When do I speak up? And if speaking up meant that I would defy certain parts of my identity, should I still do so?”

I was often not sure when it was OK to advocate for myself because of that: Where do I belong? When do I speak up? And if speaking up meant that I would defy certain parts of my identity, should I still do so?

Although I respected my cultural values and family upbringing, I knew I had to advocate for myself.

When a counselor tried to discourage me from applying to Berkeley, I switched counselors and applied anyway. I remember she said, “If you go to a university, you’re going to drop out, and we don’t want you to suffer that way.”

When I came to Berkeley in 2011, my family was so proud of me.

At Berkeley, I was the first blind student to study Mandarin at the university, after I persuaded the Chinese department that blind students could learn the language.

As part of the Disabled Students Program on campus, I helped push for the purchase of a braille display for blind students to be able to tactilely read statistics data for their courses.

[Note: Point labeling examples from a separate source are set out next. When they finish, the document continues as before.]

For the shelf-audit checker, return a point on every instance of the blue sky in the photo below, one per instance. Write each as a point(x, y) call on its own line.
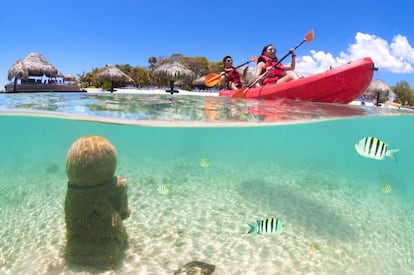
point(77, 36)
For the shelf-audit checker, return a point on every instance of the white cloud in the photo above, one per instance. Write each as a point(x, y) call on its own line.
point(394, 57)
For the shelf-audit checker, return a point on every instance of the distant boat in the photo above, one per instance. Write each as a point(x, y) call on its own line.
point(33, 87)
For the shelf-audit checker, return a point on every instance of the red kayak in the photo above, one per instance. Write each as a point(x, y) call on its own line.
point(337, 85)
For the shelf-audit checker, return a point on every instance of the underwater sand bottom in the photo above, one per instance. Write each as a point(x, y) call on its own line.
point(333, 224)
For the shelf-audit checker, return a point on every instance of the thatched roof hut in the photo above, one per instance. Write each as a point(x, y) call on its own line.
point(18, 71)
point(172, 70)
point(69, 77)
point(37, 65)
point(114, 74)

I wrote a piece for the National Federation of the Blind entitled ‘Is Reading a Privilege?’ to advocate for further resources for braille users.

Ann Wai-Yee Kwong speaks to a U.S. senate committee advocating for benefits for disabled students.

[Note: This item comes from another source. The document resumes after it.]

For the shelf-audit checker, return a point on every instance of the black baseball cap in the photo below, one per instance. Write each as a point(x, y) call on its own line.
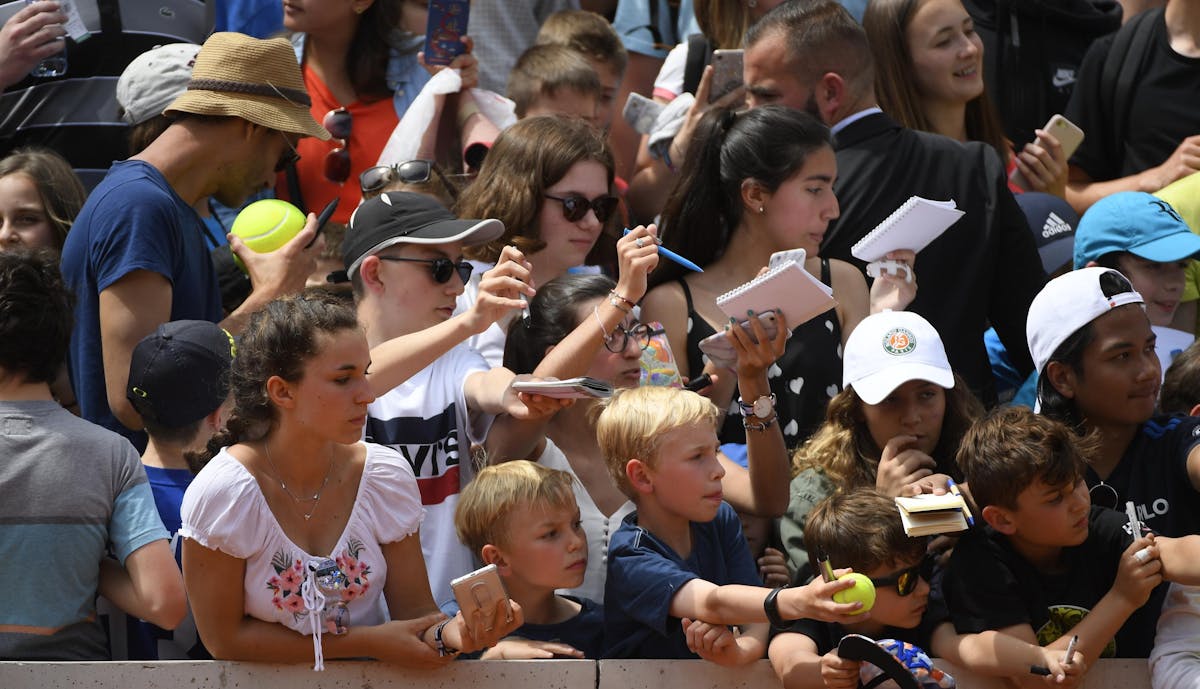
point(180, 373)
point(406, 217)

Ann Wai-Yee Kwong’s policy advocacy for disabled students has extended all the way to the floor of the U.S. Senate floor. (Photo courtesy of Ann Wai-Yee Kwong)

In 2014, I supported legislation that would revise Social Security and health care benefits for students with disabilities. I was invited to the U.S. Senate Health Committee to testify in Washington, D.C., to share some community concerns with policymakers.

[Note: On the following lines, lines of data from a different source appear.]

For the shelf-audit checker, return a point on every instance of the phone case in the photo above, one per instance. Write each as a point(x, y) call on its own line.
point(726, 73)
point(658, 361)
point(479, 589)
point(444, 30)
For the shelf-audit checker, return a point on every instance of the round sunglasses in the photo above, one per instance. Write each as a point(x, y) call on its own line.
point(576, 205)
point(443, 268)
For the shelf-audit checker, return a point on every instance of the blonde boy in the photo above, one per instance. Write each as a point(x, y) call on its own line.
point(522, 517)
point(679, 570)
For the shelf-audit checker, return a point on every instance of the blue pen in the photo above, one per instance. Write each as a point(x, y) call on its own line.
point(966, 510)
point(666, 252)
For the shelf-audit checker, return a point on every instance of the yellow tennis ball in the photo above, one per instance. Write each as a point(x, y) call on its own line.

That was a very powerful experience for me, because I learned about advocacy and disability from a broader policy and political perspective. I continued to develop those skills after graduation and in the various nonprofit organizations I worked with on behalf of people with disabilities.

When I joined Berkeley’s staff last spring, I was thrilled to be able to work with the next generations of folks who are in the disability community on campus. It’s exciting to see that the number of people who self-identify as disabled on campus has grown. Just looking at some of the data, it means more folks feel comfortable identifying as disabled.

That’s a positive trend to build on.

As part of the Disability Cultural Community Center, our core values revolve around community, not compliance; education through empowerment; and collaborate and co-create.

So, I’m talking to students, learning and being empathetic to their experiences and also sharing with them my story, and how we can help co-create a campus culture and space that is inclusive to everyone’s needs.

Ann Wai-Yee Kwong smiles for a group photo with members of Berkeley's goalball team. Each team member wear a blue and white Cal jersey with a number on it. A dog wearing a jersey poses with the team as well.

As an alumni, Ann Wai-Yee Kwong said her time as a Berkeley student helps inform her work today. Here she is a few years back with Berkeley’s goalball team. (Photo courtesy of Ann Wai-Yee Kwong)

I think that’s important for students to see their campus leaders as people who have similar lived experiences. And through conversations, not only can disabled folks explore their own identity, but also empower their friends and allies to be more aware of those experiences, as well.

While the center’s physical space on campus is not quite ready yet, we are still actively hoping to collaborate with other spaces on campus so that if you’re disabled and also identify as BIPOC or additional marginalized communities, you can feel comfortable going to the different spaces and not have to pick which part of your identity to belong to.

Our hope at the center is for students to feel accepted for all parts of themselves in this space. Not for just being disabled, but being a human being with intersecting and nuanced experiences that we all can learn from.

And in that learning, and community, maybe we can all thrive together.